Unter dem Eindruck gestiegener Katastrophenrisiken hat der Gesetzgeber im GVWG festgelegt, dass sich ambulante Pflegedienste auf Krisensituationen vorbereiten müssen (§ 113 Absatz 1 Satz 1 SGB XI). In den Maßstäben und Grundsätzen für die Qualität und die Qualitätssicherung (MuG) vom 9.11.2022 sind Anforderungen definiert. Umsetzungsempfehlungen dazu sind im Rahmen des vom Bundesministerium für Bildung und Forschung (BMBF) geförderten AUPIK-Projektes entwickelt worden.
Ziel der hier vorgelegten pflegeökonomischen Machbarkeitsstudie ist die Ermittlung und Bewertung der Kosten, die den ambulanten Pflegediensten im Hinblick auf die Katastrophenvorsorge im Zuge der Umsetzung der Empfehlungen des AUPIK-Projektes entstehen.
Die Ermittlung der Mengengerüste (Personal, Sachmittel) erfolgte nach Möglichkeit auf der Basis hinreichend konkreter Empfehlungen aus der AUPIK-Sollkonzeption und/oder auf der Basis von leitfadengestützten Experteninterviews (n = 8) mit Geschäftsführer*innen und anderen Leitungs-personen aus Pflegediensten mit Bezug zur Modellregion Magdeburg (Sachsen-Anhalt). Soweit die Mengengerüste auf keinem dieser beiden Wege ermittelt werden konnten, wurden sie geschätzt. Die Ermittlung der Preise für Sachmittel erfolgte per Internetrecherche (drei exemplarische Preise pro Produktgruppe). Als Multiplikator zur Berechnung der Personalkosten wurde ein per Faustformel berechneter Stundensatz verwendet, dessen Ausgangspunkt die Grundvergütung von Pflegefachkräften (Qualitätsniveau C) ist. Dieser Ausgangspunkt bietet sich an, weil hierfür in Gestalt der sog. regionalen Entgelthöhen validierte Daten vorliegen. Zur Veranschaulichung wurden drei Fallvignetten gebildet: A = inhabergeführter kleiner privater Pflegedienst; B = auf häusliche Intensivpflege spezialisiertes, überregional agierendes privates Pflegeunternehmen; C = Pfle-gedienstabteilung eines „großen“ freigemeinnützigen Trägers. Obwohl der engere Auftrag des APOLLON-Teilprojekts auf der betrieblichen Ebene angesiedelt ist, werden auch makroökonomische Berechnungen vorgenommen, nicht zuletzt, um auf diese Weise eine Grundlage für die sich aufdrängende Frage nach der Re-Finanzierung zu schaffen.

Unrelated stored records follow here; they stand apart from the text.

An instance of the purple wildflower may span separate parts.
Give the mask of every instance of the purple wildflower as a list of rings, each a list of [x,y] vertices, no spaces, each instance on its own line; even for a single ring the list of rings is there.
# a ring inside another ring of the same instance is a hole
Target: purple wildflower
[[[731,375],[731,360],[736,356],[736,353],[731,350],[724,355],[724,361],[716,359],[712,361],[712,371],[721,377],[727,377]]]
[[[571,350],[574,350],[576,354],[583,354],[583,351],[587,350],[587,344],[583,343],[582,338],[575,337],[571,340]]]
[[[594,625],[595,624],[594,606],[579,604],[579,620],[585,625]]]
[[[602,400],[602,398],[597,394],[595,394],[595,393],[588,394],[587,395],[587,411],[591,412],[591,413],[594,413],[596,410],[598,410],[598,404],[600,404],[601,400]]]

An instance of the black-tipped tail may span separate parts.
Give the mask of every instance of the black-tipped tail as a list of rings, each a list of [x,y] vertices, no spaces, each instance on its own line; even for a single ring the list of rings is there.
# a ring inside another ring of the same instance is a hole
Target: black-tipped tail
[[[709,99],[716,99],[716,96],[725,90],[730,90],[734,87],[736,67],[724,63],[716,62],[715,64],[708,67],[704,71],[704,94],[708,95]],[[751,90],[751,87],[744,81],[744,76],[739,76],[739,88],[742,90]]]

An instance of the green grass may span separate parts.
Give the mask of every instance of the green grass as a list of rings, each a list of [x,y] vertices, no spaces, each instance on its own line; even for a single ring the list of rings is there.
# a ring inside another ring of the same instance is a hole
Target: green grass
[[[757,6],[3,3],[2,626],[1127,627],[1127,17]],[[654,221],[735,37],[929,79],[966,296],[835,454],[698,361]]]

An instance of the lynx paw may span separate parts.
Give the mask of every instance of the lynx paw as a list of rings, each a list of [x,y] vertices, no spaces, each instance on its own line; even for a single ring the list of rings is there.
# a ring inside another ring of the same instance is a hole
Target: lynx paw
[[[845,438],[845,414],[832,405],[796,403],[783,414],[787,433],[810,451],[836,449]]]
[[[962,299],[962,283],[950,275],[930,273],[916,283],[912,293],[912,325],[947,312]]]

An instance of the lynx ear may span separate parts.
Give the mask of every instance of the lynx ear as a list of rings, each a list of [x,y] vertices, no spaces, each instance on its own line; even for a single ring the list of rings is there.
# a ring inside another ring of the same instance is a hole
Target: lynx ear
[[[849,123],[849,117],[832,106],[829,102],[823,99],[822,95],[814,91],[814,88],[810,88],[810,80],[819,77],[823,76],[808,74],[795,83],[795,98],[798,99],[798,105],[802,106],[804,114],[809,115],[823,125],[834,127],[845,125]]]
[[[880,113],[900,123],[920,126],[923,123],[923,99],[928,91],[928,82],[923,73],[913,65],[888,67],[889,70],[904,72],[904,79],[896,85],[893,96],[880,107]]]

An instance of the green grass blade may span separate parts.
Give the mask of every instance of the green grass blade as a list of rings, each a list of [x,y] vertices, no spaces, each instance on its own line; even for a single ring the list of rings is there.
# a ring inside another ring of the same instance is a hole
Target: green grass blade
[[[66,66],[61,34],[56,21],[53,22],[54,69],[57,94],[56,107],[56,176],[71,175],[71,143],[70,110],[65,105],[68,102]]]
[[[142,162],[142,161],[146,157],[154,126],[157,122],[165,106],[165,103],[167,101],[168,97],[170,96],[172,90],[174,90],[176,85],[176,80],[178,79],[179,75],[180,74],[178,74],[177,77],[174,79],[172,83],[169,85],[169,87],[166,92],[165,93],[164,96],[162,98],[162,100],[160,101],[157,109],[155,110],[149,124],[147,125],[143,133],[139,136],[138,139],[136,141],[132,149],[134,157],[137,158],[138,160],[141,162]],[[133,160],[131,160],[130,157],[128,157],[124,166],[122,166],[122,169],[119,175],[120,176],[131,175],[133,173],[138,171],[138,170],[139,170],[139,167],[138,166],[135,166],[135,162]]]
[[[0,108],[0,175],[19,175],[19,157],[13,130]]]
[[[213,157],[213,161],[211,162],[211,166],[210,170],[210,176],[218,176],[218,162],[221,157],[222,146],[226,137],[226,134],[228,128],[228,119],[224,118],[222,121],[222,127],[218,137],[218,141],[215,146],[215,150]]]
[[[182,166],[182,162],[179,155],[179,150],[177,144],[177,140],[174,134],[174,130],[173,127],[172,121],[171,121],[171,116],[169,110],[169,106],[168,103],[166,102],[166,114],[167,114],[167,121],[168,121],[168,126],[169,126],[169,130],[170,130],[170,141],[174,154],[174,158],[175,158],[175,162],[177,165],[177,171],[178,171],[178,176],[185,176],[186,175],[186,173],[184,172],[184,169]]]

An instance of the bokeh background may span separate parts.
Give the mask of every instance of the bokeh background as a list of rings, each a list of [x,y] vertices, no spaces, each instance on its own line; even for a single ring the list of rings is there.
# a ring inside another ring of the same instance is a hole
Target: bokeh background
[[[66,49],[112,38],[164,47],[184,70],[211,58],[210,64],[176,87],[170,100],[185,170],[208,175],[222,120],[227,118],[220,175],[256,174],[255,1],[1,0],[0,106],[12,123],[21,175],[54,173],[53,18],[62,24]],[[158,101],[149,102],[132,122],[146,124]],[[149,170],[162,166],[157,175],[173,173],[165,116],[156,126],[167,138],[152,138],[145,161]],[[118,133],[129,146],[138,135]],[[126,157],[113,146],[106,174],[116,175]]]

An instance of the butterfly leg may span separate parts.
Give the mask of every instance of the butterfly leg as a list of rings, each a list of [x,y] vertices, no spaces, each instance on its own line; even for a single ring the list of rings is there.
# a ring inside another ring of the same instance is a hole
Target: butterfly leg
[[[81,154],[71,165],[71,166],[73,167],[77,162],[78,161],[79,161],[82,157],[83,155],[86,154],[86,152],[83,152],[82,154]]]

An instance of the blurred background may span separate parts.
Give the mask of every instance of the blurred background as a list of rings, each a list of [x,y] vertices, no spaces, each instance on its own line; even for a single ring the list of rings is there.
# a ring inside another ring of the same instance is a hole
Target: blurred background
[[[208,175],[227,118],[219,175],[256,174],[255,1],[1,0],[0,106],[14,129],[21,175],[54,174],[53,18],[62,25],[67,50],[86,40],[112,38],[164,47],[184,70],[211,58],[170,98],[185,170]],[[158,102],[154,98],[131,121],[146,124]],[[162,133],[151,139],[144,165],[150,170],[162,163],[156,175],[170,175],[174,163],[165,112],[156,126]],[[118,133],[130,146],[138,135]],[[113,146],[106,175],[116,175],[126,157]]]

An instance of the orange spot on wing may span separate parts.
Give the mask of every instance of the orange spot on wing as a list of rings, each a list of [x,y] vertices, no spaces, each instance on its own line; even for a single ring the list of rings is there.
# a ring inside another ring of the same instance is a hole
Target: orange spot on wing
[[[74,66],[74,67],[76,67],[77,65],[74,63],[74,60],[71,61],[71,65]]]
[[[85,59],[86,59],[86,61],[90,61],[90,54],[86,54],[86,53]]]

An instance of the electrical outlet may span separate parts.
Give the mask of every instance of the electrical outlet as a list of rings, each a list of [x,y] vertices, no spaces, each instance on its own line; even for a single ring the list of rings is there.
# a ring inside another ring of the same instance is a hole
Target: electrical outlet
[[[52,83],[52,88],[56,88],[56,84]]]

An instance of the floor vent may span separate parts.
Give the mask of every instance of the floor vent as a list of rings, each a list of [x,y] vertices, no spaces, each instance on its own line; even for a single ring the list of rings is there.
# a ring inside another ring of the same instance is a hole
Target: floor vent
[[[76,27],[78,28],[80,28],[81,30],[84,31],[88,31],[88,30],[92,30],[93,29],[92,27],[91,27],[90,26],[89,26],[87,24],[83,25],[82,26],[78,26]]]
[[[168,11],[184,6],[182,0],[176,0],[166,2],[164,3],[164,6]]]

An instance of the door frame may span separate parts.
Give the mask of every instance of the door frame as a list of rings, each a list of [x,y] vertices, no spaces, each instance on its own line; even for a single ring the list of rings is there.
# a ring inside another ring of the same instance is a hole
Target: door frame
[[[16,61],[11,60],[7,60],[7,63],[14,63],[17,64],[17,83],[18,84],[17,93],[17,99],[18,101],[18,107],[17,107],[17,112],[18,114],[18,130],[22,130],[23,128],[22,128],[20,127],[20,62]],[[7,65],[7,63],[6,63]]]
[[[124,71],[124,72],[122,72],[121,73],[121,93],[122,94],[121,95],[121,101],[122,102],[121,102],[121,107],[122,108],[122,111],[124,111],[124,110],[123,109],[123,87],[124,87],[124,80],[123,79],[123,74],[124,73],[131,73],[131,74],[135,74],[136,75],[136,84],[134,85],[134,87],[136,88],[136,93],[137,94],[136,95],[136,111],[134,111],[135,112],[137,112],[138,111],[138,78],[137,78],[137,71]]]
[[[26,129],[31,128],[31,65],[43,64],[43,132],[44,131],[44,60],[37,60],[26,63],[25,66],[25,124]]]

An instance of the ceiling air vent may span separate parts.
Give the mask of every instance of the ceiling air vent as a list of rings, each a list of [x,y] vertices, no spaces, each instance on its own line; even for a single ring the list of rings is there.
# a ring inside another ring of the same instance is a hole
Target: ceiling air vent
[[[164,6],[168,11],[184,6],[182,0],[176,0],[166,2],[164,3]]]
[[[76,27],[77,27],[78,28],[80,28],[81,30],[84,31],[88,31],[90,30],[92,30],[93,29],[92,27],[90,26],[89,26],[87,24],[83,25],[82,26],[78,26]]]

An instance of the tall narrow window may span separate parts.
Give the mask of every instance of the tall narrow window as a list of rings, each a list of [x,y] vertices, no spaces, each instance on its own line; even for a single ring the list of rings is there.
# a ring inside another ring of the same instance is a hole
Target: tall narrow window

Der auf den Empfehlungen der AUPIK-Sollkonzeption beruhende Aufwand für die Katastrophen-vorsorge beträgt rechnerisch im Durchschnitt 22.467 Euro pro Pflegedienst in Sachsen-Anhalt und 27.767 Euro pro Pflegedienst in Deutschland – bei großen Unterschieden zwischen den einzelnen Diensten. Pflegedienste müssen damit rechnen, mindestens 1% des Umsatzes für Zwecke der Katastrophenvorsorge aufbringen zu müssen. Erhalten sie hierfür keine Re-Finanzierung werden sie dieser Aufgabe nicht im gebotenen Umfange nachkommen. Für diese Schlussfolgerung liefert nicht zuletzt die Expertenbefragung deutliche Hinweise.